17.03.2015 | aktual.: 17.03.2015 16:43

Urzędnicy z miejskiego ratusza zlecili zewnętrznej firmie przeprowadzenie analizy kosztów i zysków. Raport kończy się konkluzją, iż w ciągu najbliższych dwóch lat miasto będzie musiało zaoszczędzić 20 mln zł. Cel ma zostać osiągnięty poprzez zmniejszenie pieniędzy przeznaczonych na komunikacje miejską, remonty mieszkań komunalnych, oświatę i kulturę. Przygotowany raport stwierdza, że w latach 2015-2021 w miejskiej kasie może zabraknąć łącznie ponad 203 mln zł.
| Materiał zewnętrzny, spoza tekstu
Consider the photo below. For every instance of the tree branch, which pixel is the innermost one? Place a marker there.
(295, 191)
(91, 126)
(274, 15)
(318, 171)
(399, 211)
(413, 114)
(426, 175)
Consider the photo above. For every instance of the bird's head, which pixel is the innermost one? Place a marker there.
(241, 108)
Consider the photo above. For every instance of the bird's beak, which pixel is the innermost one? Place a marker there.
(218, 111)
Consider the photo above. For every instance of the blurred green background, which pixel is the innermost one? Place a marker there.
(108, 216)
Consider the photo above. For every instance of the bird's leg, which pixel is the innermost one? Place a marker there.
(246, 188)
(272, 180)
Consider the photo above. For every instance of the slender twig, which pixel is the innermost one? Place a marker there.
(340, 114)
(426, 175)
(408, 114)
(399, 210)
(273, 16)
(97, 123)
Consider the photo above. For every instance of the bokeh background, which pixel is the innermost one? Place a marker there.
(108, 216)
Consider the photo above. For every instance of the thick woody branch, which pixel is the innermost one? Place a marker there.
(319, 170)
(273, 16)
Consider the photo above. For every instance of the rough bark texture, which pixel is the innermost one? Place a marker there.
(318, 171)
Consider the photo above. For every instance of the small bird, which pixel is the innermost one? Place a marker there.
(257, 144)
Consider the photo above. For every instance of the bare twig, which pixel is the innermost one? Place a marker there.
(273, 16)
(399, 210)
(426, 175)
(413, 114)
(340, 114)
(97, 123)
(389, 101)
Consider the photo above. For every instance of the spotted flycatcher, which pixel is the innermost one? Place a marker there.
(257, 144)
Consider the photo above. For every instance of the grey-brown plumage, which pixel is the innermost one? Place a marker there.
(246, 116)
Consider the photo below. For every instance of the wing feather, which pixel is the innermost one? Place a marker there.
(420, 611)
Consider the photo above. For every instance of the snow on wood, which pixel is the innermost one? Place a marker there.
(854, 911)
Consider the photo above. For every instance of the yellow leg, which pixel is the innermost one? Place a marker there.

- Mogę państwu obiecać, że to nie są cięcia na ślepo. Chcę przeprowadzić działania, które zagwarantują utrzymanie, a nawet podniesienie poziomu, ale muszę podkreślić, że zmiany są konieczne. Mógłbym być prezydentem efektownym, ale chcę wziąć odpowiedzialność za to miasto. Chcę by mój następca lub następczyni zastał miasto w lepszej kondycji niż ja. Nie czas na polityczne spory. Dlaczego jest tak źle pewnie wszyscy wiemy i zachęcam do dyskusji nad konkretnymi propozycjami – powiedział Robert Biedroń, prezydent Słupska.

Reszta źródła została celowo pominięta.